© Paulo Novais/Lusa
A longa entrevista a Yanis Varoufakis que a revista australiana “The Monthly” publicou já em Agosto passado, na altura devidamente destacada por este jornal, continua a ser uma leitura com muito interesse. Nos últimos meses de negociações entre o governo grego e o Eurogrupo, que acabariam por levar à assinatura de um acordo aparentemente contraditório com aquilo que era a política defendida pelo Syriza e referendada pelos gregos, a imagem que se obtinha de Varoufakis através da imprensa oscilava entre o louco furioso contra o capitalismo de matriz germânica e o académico deslumbrado com a fama e sem saber o que fazer com ela.
Ora não só a figura é bastante mais densa do que essa aparência pressupunha, como deste seu diálogo mais distendido, longe da pressão governativa, se retiram diversas nuances curiosas. A começar pela mais picaresca, como quando procurou reduzir os salários dos técnicos da “troika”, no seu salário de 18 mil euros mensais, para cerca de 10 mil euros, o que foi prontamente rejeitado pela “troika” alegadamente pela “falta de fundamentação de medida”, semelhante às decretadas sobre funcionários e pensionistas, que viram os seus rendimentos decrescer em média 40%.
A realidade do processo de decisão europeu dos últimos anos entre ministros das Finanças da zona euro é também devidamente anotada, feita de um misto de cobardia, de conveniência e de algumas – poucas – convicções. Ou seja, um processo puramente político, que fica bem ilustrado quando Varoufakis conta que, perguntado Schauble, num contexto privado, sobre se aceitaria para o seu país o que era ali proposto à Grécia, lhe terá respondido claramente que não.
Varoufakis viveu e trabalhou vários anos fora da Grécia, deu aulas em Cambridge e depois em Sydney durante dez anos. Para quem se deixou convencer de que Varoufakis seria um radical esquerdista anti-europeu, recorda aliás que a sua visão de Europa passava pela defesa de um federalismo assumido, pela criação de uns estados unidos da Europa, que pudessem efetivamente aproximar os povos europeus.

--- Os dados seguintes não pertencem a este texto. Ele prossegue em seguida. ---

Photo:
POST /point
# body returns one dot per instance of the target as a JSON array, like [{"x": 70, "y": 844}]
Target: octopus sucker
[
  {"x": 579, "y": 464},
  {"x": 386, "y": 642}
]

Assume a necessidade imperiosa de combater a corrupção nos serviços públicos e a evasão fiscal na Grécia, os dois grandes males do país, bem como o que apelida de cleptocracia assente na banca. Pergunta-se: como explicar que um quilómetro de auto-estrada na Grécia custe ao Estado grego três vezes o que custa na Alemanha ou em França? E dá a resposta, recomendando ao seu entrevistador que visite o bairro do norte de Atenas onde os empreiteiros têm as suas casas… E, já agora, alguém fez estas contas para Portugal?